Javier Paz-Ares
Group Leader
Research summary
Plant responses to phosphate starvation represent an emblematic system for studies on regulation of gene activity. In plants, these responses involve both biochemical and developmental changes that improve Pi acquisition and recycling, and protect against the stress of Pi starvation. The induction of Pi starvation responses requires a sophisticated regulatory system that integrates information on external and internal plant Pi concentration, and on other nutrient content. Our aim is to contribute to the dissection of this regulatory system, which operates mainly at the transcriptional level but also involves post-transcriptional control.
Publications
Mohan TC, Castrillo G, Navarro C, Zarco-Fernández S, Ramireddy E, Mateo C, Zamarreño AM, Paz-Ares J, Muñoz R, García-Mina JM, Hernández LE, Schmülling T, Leyva A. Cytokinin Determines Thiol-Mediated Arsenic Tolerance and Accumulation. Plant Physiol 2016; 171(2):1418-2
Kalinowska K, Nagel MK, Goodman K, Cuyas L, Anzenberger F, Alkofer A, Paz-Ares J, Braun P, Rubio V, Otegui MS, Isono E. Arabidopsis ALIX is required for the endosomal localization of the deubiquitinating enzyme AMSH3. Proc Natl Acad Sci USA 2015; 112(40):E5543-51
Cardona-López X, Cuyas L, Marín E, Rajulu C, Irigoyen ML, Gil E, Puga MI, Bligny R, Nussaume L, Geldner N, Paz-Ares J*, Rubio V* (*corresponding authors). ESCRT-III-Associated Protein ALIX mediates High Affinity Phosphate Transporter Trafficking to Maintain Phosphate Homeostasis in Arabidopsis. Plant Cell 2015; 27:2560-81
Thieme CJ, Rojas-Triana M, Stecyk E, Schudoma C, Zhang W, Yang L, Miñambres M, Walther D, Schulze WX, Paz-Ares J*, Scheible WR*, Kragler F* (*corresponding authors). Endogenous Arabidopsis messenger RNAs transported to distant tissues. Nat Plants 2015; 1(4):15025
Chen J, Wang Y, Wang F, Yang J, Gao M, Li C, Liu Y, Liu Y, Yamaji N, Ma JF, Paz-Ares J, Nussaume L, Zhang S, Yi K, Wu Z, Wu P. The Rice CK2 Kinase Regulates Trafficking of Phosphate Transporters in Response to Phosphate Levels. Plant Cell 2015; 27:711-23
Our research is focused on the phosphate (Pi) starvation rescue system of plants, a model system for studies of gene activity, with presumed biological potential in the context of low-input agriculture. In previous years, we identified transcription factor PHR1 as a master regulator of phosphate starvation responses in plants. In the last two years, we carried out functional analysis of the two PHR1 binding sites, previously detected in a ChIP-seq assay with PHR1. We also identified a component of the Pi sensing system, SPX1, and revealed its mode of action. Finally, we began the analysis of natural variation of transcriptomic responses to Pi starvation.
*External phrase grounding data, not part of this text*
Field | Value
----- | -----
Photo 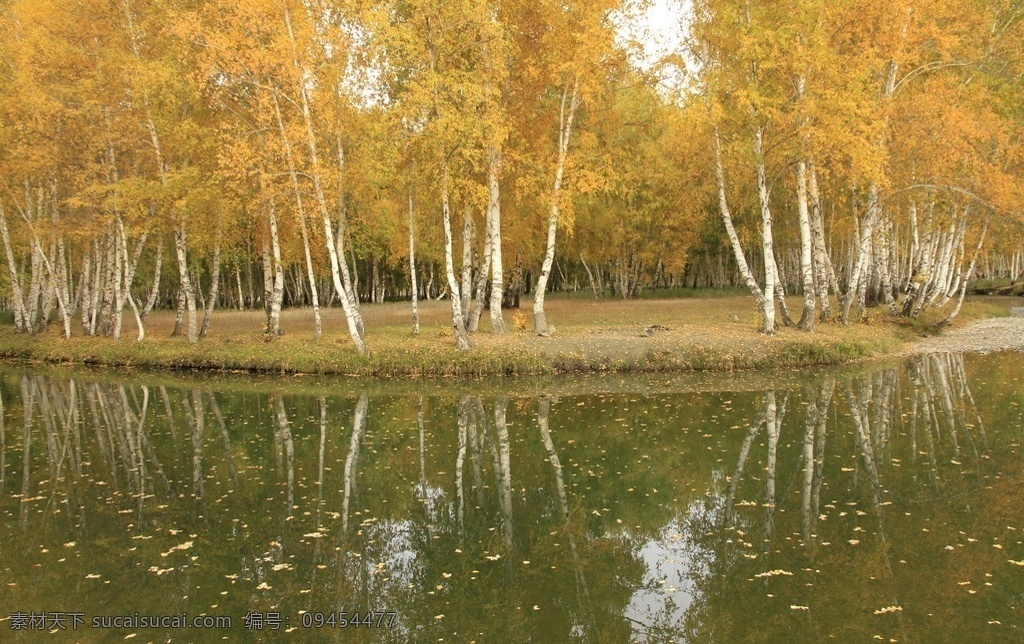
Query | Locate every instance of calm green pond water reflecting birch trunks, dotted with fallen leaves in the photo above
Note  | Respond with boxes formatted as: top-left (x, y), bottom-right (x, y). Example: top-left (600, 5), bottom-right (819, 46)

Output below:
top-left (0, 353), bottom-right (1024, 642)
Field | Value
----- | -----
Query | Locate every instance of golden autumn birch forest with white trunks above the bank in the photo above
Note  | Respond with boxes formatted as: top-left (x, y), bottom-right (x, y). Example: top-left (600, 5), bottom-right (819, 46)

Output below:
top-left (0, 0), bottom-right (1024, 353)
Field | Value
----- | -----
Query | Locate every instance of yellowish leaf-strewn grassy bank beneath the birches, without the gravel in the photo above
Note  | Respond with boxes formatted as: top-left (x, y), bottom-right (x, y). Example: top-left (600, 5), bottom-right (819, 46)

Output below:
top-left (0, 296), bottom-right (1010, 377)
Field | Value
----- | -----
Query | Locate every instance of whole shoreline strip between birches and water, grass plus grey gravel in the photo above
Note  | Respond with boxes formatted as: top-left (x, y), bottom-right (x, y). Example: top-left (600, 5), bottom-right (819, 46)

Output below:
top-left (0, 299), bottom-right (1024, 378)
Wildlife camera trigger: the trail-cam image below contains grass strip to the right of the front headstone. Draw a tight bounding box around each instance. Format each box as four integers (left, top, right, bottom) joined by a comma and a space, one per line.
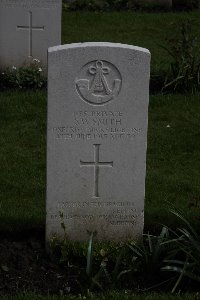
145, 95, 200, 229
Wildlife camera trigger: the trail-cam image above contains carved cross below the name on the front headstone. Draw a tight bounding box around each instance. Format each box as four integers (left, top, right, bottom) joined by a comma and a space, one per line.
80, 144, 113, 197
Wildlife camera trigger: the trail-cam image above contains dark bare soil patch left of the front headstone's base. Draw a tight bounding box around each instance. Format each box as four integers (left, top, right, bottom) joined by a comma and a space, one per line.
0, 237, 78, 296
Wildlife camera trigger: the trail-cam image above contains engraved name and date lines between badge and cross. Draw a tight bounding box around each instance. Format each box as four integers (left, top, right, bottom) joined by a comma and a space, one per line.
52, 111, 142, 140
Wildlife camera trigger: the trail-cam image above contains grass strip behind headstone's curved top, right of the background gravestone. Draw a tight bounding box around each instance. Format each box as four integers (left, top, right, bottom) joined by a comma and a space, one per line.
62, 11, 200, 72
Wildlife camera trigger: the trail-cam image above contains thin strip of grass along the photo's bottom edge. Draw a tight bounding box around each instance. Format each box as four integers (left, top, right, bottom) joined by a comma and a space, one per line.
1, 292, 200, 300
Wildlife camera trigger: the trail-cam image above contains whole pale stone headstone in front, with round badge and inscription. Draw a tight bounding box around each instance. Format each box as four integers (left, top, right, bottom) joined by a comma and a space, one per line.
46, 43, 150, 241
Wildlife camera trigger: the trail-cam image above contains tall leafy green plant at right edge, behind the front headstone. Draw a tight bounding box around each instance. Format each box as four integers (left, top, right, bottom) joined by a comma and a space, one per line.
163, 20, 200, 94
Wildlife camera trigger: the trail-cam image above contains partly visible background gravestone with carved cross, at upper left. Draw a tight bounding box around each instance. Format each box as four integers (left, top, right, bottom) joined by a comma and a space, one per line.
0, 0, 62, 69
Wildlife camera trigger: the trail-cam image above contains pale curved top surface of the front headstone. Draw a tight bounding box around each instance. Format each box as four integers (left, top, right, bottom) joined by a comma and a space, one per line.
48, 42, 150, 55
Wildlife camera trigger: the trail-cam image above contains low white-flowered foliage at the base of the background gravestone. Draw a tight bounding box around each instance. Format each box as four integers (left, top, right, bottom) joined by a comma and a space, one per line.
0, 59, 47, 89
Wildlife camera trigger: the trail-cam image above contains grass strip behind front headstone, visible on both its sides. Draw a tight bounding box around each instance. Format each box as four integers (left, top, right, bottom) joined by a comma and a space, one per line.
0, 91, 200, 232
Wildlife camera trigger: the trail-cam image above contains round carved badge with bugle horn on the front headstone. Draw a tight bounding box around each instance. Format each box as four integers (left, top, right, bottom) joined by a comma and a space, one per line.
75, 60, 122, 105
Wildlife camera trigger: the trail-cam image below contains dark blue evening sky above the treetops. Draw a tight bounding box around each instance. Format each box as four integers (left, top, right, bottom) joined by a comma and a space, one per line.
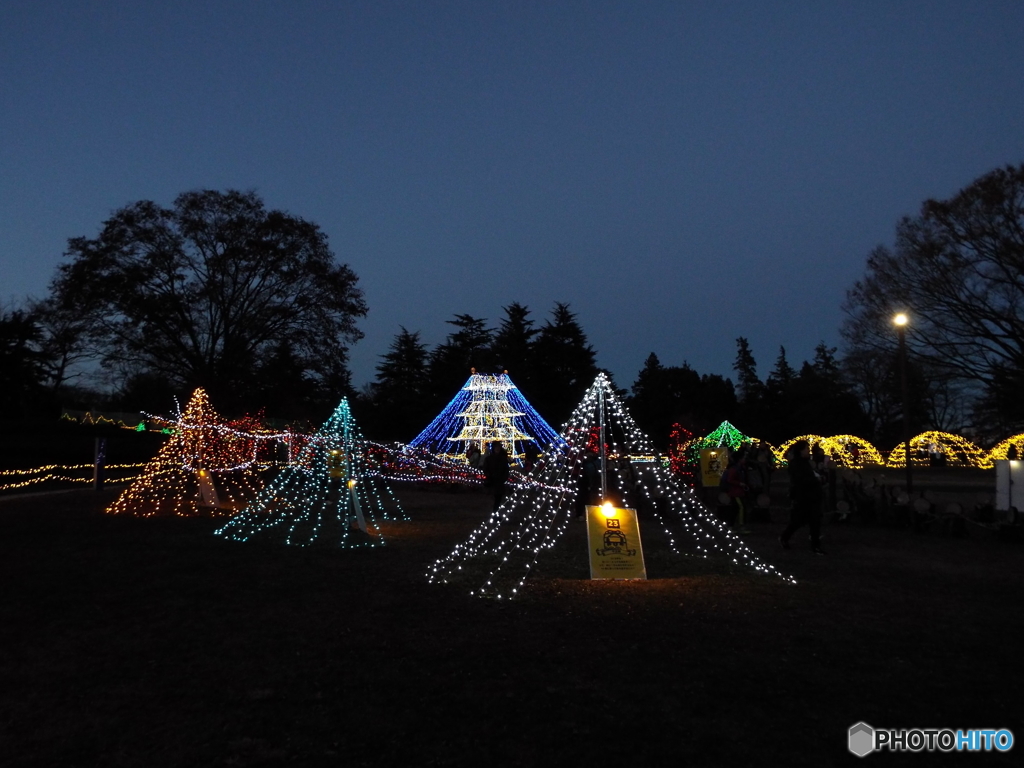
0, 0, 1024, 386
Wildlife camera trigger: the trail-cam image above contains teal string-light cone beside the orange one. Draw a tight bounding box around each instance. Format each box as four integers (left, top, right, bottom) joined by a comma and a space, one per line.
216, 399, 409, 548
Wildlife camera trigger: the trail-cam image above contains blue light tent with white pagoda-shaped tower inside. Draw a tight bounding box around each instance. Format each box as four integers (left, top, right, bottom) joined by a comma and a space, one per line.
409, 372, 561, 463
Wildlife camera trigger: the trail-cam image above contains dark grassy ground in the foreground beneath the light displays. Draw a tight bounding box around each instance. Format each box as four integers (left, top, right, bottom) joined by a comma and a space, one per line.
0, 488, 1024, 768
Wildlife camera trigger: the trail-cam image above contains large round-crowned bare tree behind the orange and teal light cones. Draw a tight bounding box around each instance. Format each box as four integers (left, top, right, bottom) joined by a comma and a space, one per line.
52, 190, 367, 417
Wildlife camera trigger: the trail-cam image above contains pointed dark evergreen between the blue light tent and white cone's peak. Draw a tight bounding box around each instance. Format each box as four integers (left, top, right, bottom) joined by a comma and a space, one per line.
532, 302, 598, 426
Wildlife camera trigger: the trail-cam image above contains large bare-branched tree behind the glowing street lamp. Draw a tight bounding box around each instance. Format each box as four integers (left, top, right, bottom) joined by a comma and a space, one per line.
843, 164, 1024, 432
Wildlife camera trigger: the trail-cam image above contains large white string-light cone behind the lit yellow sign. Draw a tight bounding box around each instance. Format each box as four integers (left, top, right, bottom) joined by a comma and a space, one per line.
427, 374, 795, 599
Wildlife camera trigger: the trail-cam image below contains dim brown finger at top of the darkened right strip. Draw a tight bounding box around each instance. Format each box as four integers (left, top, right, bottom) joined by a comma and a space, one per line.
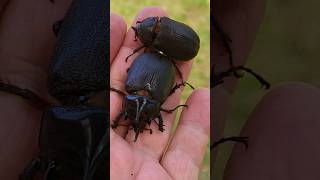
212, 0, 266, 92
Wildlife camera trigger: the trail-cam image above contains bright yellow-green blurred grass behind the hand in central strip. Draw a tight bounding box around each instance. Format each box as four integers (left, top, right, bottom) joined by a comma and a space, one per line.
110, 0, 210, 180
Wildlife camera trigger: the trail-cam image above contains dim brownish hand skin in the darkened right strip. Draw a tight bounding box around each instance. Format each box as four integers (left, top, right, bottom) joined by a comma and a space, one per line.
211, 0, 320, 180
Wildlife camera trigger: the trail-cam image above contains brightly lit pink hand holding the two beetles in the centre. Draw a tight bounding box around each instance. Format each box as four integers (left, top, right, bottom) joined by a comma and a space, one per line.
110, 7, 210, 180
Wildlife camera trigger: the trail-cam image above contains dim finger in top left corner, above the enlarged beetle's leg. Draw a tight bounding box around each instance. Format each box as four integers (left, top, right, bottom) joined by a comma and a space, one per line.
0, 0, 71, 102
To study the function of P1BSI and P1BSII, the two binding sites used by PHR1 to regulate transcription of Pi starvation-responsive genes, we prepared artificial promoters consisting of four tandem copies of P1BSI or P1BSII upstream of the -45 minimal promoter from the 35S gene of CaMV. These promoters were fused to the GUS coding region. We found that the two binding sites, which are recognised by PHR1 in dimeric and monomeric forms, respectively, are bona fide Pi starvation-responsive elements, with P1BSI promoting the strongest response, in line with higher affinity binding by PHR1 (Figure 1).
We also identified SPX1, whose gene is highly Pi starvation-responsive, interacting with PHR1 as a component of the Pi sensing system. Indeed, SPX1 interaction with PHR1 is Pi-dependent both in vivo and in vitro, and causes inhibition of PHR1 binding to DNA. The high SPX1 accumulation during Pi starvation is considered to provide a mechanism for rapid shutdown of Pi starvation responses once Pi is resupplied.
In a study of natural variation of molecular responses to Pi starvation, we examined the Pi starvation responsive transcriptome of four ecotypes in addition to the reference Col ecotype, and found great interecotypic differences in Pi starvation-responsive genes. The CT ecotype showed the largest differences with Col (~1000 genes differentially expressed in CT vs Col in Pi-grown plants). At present we are performing transcriptomic analysis of 100 recombinant inbred lines from a ColxCT cross to identify expression quantitative trait loci corresponding to Pi starvation responsive genes.